Why I’m not watching Woman King

Black Coffee
6 min readSep 27, 2022

And why black people should think twice.

Ilze Kitshoff / Associated Press) main scene

“They're laughing at black people”

“Hollywood is laughing at black people.”

This is what happens when you don’t learn your history

The new movie “Woman King” is about an army of female soldiers which is loosely based on a true story, there was a female army from Dahomey, but they fought under a “Man” king called King Ghezo.

Before we go any further, I want to clear something up.

Africans fought against slavery. In every West African country, there were armies who fought against slavery.

This is rarely talked about by Europeans because knowing this creates pride in African descendants.

Think the Aztecs, the Zulus, the Spartans. They may have been beaten, but they still walk with pride, knowing their people stood up and fought.

There were also African tribes who waged wars against neighbouring towns and villages which later became known as slave raids.
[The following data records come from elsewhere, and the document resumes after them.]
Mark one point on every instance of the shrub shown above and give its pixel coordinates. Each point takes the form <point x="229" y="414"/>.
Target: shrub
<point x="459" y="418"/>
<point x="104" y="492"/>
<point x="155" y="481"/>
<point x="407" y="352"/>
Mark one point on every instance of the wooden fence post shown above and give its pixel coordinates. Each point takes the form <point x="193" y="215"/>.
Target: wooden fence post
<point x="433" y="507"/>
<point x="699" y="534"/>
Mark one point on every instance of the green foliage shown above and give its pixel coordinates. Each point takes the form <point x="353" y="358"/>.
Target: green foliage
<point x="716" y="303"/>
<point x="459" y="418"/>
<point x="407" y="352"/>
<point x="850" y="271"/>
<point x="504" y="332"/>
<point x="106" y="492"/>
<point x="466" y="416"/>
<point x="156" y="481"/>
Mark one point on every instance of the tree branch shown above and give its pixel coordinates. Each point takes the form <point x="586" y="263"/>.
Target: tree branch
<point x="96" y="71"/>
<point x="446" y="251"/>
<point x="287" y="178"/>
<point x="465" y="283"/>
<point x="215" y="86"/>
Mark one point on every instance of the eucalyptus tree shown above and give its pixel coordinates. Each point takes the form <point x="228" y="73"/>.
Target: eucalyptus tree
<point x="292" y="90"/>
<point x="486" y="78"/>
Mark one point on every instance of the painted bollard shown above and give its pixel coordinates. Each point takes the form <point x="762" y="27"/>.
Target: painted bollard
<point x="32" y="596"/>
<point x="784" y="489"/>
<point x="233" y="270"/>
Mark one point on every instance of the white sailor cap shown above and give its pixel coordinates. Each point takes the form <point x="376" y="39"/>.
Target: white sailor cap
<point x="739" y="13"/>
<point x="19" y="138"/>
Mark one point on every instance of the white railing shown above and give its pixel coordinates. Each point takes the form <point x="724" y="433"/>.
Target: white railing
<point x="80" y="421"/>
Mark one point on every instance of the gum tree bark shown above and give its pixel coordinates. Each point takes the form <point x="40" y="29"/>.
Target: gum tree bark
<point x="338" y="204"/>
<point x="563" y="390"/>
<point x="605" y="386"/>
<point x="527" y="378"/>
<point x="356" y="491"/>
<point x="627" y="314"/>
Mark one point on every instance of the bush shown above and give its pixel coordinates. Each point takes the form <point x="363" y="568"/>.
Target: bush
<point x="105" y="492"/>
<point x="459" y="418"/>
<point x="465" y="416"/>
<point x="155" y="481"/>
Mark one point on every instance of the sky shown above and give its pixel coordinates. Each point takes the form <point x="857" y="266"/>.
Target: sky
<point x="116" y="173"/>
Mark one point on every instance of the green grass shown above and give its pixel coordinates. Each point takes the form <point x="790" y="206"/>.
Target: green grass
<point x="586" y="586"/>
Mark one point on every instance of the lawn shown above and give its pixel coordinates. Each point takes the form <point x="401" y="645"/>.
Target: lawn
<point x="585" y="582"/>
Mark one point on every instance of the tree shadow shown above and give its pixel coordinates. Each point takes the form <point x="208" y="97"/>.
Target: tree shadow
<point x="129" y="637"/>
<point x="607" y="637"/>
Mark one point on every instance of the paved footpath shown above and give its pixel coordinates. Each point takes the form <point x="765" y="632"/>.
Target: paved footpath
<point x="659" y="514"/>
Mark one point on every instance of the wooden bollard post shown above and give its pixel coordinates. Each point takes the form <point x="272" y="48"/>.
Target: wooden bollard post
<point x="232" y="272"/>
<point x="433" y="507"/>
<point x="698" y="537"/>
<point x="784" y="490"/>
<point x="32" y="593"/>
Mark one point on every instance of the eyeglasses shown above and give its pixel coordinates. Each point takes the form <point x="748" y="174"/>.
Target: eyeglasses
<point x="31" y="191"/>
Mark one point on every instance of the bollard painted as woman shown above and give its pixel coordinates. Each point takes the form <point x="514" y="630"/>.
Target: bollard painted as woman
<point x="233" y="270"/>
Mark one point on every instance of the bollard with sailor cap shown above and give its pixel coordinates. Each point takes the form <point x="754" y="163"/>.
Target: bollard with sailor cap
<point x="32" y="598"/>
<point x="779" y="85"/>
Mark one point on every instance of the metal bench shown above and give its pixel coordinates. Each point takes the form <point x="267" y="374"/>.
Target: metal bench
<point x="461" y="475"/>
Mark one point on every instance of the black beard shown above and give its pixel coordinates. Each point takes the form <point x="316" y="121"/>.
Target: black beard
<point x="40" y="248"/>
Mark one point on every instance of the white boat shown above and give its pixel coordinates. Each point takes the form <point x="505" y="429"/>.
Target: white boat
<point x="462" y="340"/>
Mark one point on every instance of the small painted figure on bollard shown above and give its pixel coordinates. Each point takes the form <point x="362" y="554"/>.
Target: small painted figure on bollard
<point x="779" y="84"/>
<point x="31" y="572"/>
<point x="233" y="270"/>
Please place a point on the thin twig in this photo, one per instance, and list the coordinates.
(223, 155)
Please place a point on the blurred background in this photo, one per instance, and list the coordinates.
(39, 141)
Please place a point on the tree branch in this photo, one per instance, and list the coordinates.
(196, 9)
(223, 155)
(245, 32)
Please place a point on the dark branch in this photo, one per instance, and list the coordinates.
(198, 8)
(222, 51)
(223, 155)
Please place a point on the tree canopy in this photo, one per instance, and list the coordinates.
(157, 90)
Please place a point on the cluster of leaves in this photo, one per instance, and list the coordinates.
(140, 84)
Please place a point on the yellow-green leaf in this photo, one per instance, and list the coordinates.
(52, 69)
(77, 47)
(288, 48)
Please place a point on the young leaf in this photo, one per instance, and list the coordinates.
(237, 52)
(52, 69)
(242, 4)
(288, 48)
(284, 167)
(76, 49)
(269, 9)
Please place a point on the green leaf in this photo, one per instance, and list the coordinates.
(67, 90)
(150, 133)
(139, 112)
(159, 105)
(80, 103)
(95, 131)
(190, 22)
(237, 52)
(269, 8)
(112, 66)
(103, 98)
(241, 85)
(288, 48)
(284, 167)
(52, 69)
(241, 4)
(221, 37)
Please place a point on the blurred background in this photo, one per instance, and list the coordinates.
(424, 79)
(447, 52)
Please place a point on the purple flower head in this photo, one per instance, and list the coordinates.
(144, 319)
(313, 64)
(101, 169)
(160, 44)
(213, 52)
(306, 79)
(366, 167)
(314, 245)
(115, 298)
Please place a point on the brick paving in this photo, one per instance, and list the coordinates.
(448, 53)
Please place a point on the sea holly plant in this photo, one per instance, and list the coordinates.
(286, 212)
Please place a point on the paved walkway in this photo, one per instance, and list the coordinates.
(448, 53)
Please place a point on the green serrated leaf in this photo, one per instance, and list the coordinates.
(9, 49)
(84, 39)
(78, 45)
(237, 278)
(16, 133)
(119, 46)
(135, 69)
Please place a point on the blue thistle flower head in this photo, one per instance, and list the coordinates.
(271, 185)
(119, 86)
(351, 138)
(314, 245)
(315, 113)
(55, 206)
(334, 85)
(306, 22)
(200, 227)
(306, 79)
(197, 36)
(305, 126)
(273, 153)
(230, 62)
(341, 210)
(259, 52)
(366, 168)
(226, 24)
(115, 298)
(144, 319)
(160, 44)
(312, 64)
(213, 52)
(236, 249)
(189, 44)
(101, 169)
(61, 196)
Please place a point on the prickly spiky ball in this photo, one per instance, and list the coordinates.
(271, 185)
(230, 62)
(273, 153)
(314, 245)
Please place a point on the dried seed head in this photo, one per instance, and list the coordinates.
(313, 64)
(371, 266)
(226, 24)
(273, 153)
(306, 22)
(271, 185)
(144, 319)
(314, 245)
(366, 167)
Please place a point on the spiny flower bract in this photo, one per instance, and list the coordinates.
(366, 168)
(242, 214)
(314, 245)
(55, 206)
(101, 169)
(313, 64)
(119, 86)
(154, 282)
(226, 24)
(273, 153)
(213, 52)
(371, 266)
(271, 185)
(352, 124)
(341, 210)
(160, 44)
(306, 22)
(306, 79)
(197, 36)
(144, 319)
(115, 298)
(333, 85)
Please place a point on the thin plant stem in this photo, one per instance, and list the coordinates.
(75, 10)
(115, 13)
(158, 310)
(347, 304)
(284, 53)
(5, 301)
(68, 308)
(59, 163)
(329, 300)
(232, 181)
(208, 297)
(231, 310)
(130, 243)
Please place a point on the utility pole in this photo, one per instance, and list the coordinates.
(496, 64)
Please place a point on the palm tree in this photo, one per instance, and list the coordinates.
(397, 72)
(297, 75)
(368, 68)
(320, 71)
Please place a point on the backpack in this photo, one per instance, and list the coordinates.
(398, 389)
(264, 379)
This happened after the Europeans came, as trading the prisoners of war to the Europeans became a profitable way to build their empires.

This wasn't as common as Europeans would have you believe, though, as the majority of Africans who faced atrocities of the middle passage were children kidnapped by Europeans.

Reason being they were easier to mold and lived longer.

There was no other African who loved slave raids more than King Ghezo of Dahomey and alongside Brazilian slave trader Francisco Félix de Sousa formed a formidable empire protected by a powerful army with one third being women.

King Ghezo

These women were called Agojie or Mino (Our Mothers).

Let's talk a little bit about this army

The Agojie participated in slave raids along with the male fighters
during these raids, they’d burn the villages to the ground and those who they let live, including the children, were taken captive and sold as slaves.